The over-representation of a population category in statistics impairs on the long-term scientific studies and their technological applications. If we consider for instance sex as a binary category for statistical classification purposes, most of our environment has been adapted to the average male. For more information, the book “Invisible Women” is a very nice resource on the subject. In the pharmaceutical industry, over the counter medication fits the average male weight and metabolism, which means women slightly overdose each time they have an Advil. Switching to the transport business, car seats do not allow women to have both their feet on the gas pedal and their knees at a comfortable spot, somewhere under the steering wheel. Again because the physical proportions between male and female happen to differ.
These distortions are [sometimes] easily spotted in the male vs female case because of the pronounced sexual dimorphism of the human species. On average, male individuals are heavier, taller and stronger than the female ones. If we consider other categories such as ethnicity, the bias between categories become more complex. The COVID19 outbreak exposed both ethnic and social inequalities – often linked – regarding the susceptibility to infection.
Experimental cell biology is now integrating genomic tools to analyze highly complex patterns of gene expression among the standard cell lines. These cells were initially derived from an individual and cultured in labs for decades. Research teams from different labs use the same cell lines to increase the reproducibility of the results, because they are aware that each one of these experimental models has its own genetic background and its own personalized response to a given experimental protocol.
If we now take a step back from the experiment and look at the origin of these models – that are used so much that they have lost some of their meaning – we might notice that these cell lines are not diverse. The oldest immortal cell line derived in 1951 is called HeLa, from Henrietta Lacks. Henrietta Lacks was a young Afro-American mother treated for cervical cancer at the John Hopkins Hospital. Her cells were derived without consent, neither from her nor from her family. After the regularization of the right to anonymity, cancer cell lines are now sourced with some categorical information and without the complete identity of the donor patient. Some of these average characteristics have been documented during the generation of several breast cancer lines (51 total) to analyze different tumor specificities. These lines originated from women of various ages but with a limited representation of ethnicity: 25 are white, 8 are black, one is Hispanic, and one is East Indian.
The same problem is encountered in the embryonic stem cell field. Embryonic stem cells are derived from blastocysts generated during fertility treatment provided to couples in IVF clinics [Guidelines For Human Embryonic Stem Cell Research, The National Academies Press, 2005]. A study performed with a sample of 224 individuals in Massachusetts – who had had cryopreserved the resulting embryos but not yet made a decision regarding a possible donation – found out that 88% of the participants were Caucasian.
Cell lines that come from the same kind of patients is the tiny, visible part of the iceberg. Since 1993, documentation about gender, race and ethnicity of participants of NIH-funded biomedical research is mandatory. Significant efforts have been dedicated to balance gender representation but ethnicity/race representation is still lagging behind.
From these considerations, we should probably build upon the three following assumptions:
– Science is incremental and is built up over several decades, even centuries. It has integrated many biases, including diversity-related biases.
– For this reason, history, sociology and more generally humanities are necessary to have a critical eye on the way biological data has been sourced and analyzed.
– To increase our knowledge of the context surrounding the data, interdisciplinarity has to develop not only from the quantitative sciences towards the non-quantitative, but also in the reverse direction.
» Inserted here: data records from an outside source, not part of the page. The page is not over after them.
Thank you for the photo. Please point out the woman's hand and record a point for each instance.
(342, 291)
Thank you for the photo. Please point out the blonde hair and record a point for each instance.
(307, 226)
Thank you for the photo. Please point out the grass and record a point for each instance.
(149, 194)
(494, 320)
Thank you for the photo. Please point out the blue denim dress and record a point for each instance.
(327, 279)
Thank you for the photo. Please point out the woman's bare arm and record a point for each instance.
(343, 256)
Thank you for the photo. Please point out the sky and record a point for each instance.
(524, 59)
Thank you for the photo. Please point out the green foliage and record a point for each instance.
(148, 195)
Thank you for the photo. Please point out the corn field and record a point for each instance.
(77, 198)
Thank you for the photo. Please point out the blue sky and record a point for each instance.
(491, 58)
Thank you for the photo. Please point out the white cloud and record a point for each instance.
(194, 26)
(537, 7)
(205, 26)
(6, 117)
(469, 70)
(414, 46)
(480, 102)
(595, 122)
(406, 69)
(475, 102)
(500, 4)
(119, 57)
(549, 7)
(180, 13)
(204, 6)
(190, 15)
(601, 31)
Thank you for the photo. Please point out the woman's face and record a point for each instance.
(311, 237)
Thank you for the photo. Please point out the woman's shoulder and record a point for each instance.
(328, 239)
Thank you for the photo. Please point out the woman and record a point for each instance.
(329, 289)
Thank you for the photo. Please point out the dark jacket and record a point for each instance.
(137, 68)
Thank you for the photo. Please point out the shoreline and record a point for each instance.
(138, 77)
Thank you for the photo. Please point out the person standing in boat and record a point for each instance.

I know there is no coming back to the holistic scientist. And in the 21st century, when a cell biologist is expected to master imaging techniques, molecular biology, genomic data analysis pipelines and bioengineering, how realistic is it to ask that each one of us dedicates a little bit of his/her/their brain time to science ethics, history and philosophy? Maybe the answer lies in stopping the rush towards academic performance and starting to become, not complete, but equilibrated scientists. And I would quote Leonardo Da Vinci to end this, who said:
“ Whatever you do in life, if you want to be creative and intelligent, and develop your brain, you must do everything with the awareness that everything, in some way, connects to everything else.”